Avant cela, les représentants des victimes ont jusqu’au 9 avril pour indiquer aux deux magistrats instructeurs les actes qu’ils voudraient voir réaliser comme les éventuelles mises en examen. Pour l’heure aucune mise en examen n’a été prononcée dans ce dossier. De même, récemment, la CTM qui s’est portée partie civile a demandé aux magistrats parisiens de se rendre sur place, et son président, Serge Létchimy a demandé à être entendu. Ces demandes n’ont pas eu de suite favorable. L’avis de fin d’information exprime d’abord la volonté des juges d’en finir avec une instruction judiciaire vieille de quinze ans, mais la suite dépendra des investigations que peuvent encore demander les parties civiles et du réquisitoire du parquet qui dispose lui aussi d’un délai de trois mois. Après quoi il y aura encore le temps de la réponse des juges.
S’il est dans le pouvoir des juges de refuser d’effectuer des actes demandés par les parties civiles, les victimes qui redoutent une décision de non-lieu peuvent se pourvoir en faisant appel. Il appartiendrait alors à la chambre de l’instruction de se prononcer ; la procédure pouvant aller jusqu’en cassation… On est donc sans doute encore loin d’une véritable clôture du dossier.

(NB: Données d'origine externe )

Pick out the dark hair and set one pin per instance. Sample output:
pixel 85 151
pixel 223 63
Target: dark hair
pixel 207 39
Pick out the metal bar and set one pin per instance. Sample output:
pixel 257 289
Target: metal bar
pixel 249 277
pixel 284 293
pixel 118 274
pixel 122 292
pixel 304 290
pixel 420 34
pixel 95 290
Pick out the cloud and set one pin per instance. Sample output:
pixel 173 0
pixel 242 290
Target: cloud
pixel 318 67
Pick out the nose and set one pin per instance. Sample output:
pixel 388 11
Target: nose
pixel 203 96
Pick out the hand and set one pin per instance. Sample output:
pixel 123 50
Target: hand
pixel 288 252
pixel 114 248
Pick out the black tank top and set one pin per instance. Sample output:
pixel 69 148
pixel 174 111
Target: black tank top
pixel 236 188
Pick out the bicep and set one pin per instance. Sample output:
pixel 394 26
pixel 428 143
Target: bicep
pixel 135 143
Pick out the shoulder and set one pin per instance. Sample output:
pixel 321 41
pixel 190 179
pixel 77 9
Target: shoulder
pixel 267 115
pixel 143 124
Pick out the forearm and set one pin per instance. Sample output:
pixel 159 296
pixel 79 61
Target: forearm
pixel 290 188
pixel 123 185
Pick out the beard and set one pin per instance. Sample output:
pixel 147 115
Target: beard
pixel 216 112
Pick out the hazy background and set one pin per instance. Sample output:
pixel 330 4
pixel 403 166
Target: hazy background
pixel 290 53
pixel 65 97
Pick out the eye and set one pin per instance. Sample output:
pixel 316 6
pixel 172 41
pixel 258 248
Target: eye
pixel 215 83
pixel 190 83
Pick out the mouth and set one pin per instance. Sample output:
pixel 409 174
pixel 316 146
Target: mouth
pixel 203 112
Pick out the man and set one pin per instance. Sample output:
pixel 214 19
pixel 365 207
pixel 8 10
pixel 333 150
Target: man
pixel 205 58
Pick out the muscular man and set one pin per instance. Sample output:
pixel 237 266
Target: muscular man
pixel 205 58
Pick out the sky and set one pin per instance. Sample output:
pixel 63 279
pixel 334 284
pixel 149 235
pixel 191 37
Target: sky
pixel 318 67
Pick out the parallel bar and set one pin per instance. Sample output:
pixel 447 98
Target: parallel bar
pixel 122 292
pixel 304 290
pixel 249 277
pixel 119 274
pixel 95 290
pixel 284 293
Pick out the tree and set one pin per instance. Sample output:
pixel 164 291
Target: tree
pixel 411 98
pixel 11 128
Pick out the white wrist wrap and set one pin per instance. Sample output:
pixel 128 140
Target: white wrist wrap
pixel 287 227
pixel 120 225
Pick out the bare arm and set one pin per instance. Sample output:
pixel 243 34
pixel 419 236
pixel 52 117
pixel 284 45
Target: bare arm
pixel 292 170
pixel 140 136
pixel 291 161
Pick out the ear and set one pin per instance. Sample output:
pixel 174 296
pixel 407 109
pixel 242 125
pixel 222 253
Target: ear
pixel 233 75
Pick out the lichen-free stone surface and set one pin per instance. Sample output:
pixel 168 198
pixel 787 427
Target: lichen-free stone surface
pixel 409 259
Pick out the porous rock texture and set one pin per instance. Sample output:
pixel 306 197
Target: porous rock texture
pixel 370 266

Les juges Bussac et Jolivet avaient, rappelons-le, en janvier 2021, évoqué devant les parties civiles l’arrêt de l’instruction en raison de la possible prescription des faits. Selon l’avocat de la CTM, Me Alex Ursulet, « un non-lieu serait soit une provocation, soit le fait d’une incompétence » à laquelle il « refuse de croire ». « Et pour cause, ajoute-t-il, le dossier a été dépaysé devant une juridiction spécialisée en matière sanitaire. »
FXG
Quinze parties civiles dont l’UGPBan
La lettre des juges a été adressée aux quinze parties civiles constituées dans l’affaire du chlordécone. Il s’agit de l’ASSAUPAMAR (représentée par Rosalie Gaschet), l’association pour l’Ecologie urbaine (Génya Jos), la Collecvtivité territoriale de Martinique, le Conseil régional de la Guadeloupe, l’association Confédération paysanne (Philippe Colin), l’association Générations futures (Maria Pelletier), l’association Envie Santé (Philippe Verdol), la CGT Guadeloupe (Jean-Marie Nomertin) , l’UGTG (Elie Domota), l’association pour la Sauvegarde de l’environnement (Joyane Jospélage), l’Union régionale des consommateurs (Judes Griffard), l’Union des producteurs agricoles de la Guadeloupe (Alex Bandou), l’Union des producteurs de bananes de Guadeloupe et Martinique (Eric de Lucy de Fossarieu) et deux particulier, le chercheur en sciences sociales Malcolm Ferdinand et Patricia Chatenay-Rivauday, présidente de l’association Vivre.